I miss Glenn, Engracie, and Audra. When they come, the house is loud, crowded, busy, messy, and fun. We laugh a lot, and Glenn takes pictures of everything that we do, from cooking to eating to goofing off. Glenn always carves the turkey, Engracie helps with the cooking, and Audra gets into everything. This will be a quiet day.  I am thankful for many things. I am thankful for my husband, for the friends who have offered to be tested as donors, for the people who are praying for me. I am thankful that I feel as well as I do.

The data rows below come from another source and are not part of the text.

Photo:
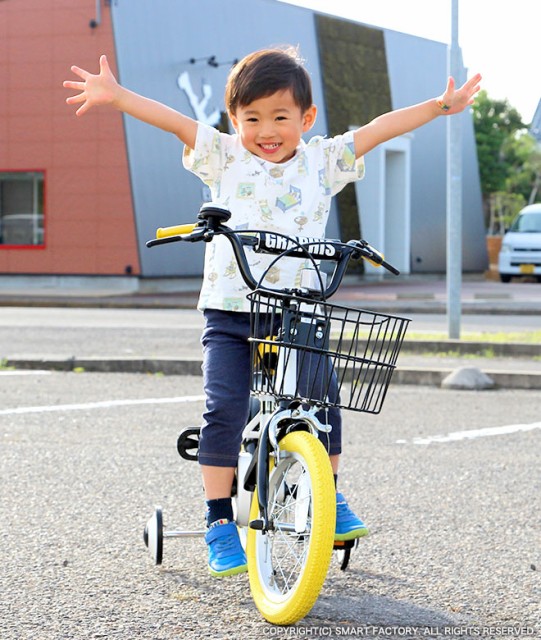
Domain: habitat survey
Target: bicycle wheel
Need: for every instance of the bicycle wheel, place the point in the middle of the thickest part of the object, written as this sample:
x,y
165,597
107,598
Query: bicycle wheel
x,y
288,564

I am thankful for a beautiful day, and a beautiful home, lots of food, good clothes, a job I enjoy. I know that it would really tire me out to have to entertain a lot of people this Thanksgiving, but I miss the fun of having a group to cook for and eat with.

Tuesday, November 8, 2011

Dialysis is Imminent

November 7 I had an appointment with Dr. Moulton, my nehrologist. My friend Debbie Phelan and my husband both went with me to the doctor. The outcome of this visit is that he recommended I make an appointment with the surgeon for the implantation of a peritoneal dialysis catheter. I asked if I could wait until after the Christmas holidays, and he agreed. I go back to the doctor the first week in December, at which time he'll schedule the surgery.  The cath needs to be in place at least 4 weeks before dialysis can start, so I imagine I'm looking at starting dialysis sometime in February. I also asked him about getting on the transplant list at hospitals other than UAMS; he recommended the Dallas Transplant Institute (DTI), and the hospital in St. Louis, where he trained. I have the paperwork ready to fax to DTI; the paperwork for St. Louis likely won't be mailed until after I have been contacted by DTI.

This morning at breakfast my friend Debbie told me that she and her husband had talked about it, and that she is ready to donate a kidney to me. Needless to say, it brought immediate tears to my eyes. As a kidney donor myself, I understand the sacrifice this means, and I am absolutely blown away by the idea that someone not related by blood or marriage would even consider doing this for me. I hope I don't have to take advantage of this offer; perhaps there will be a donor somewhere else.  I am crying as I write this, so I'll stop for now. But I love her more than any words can express.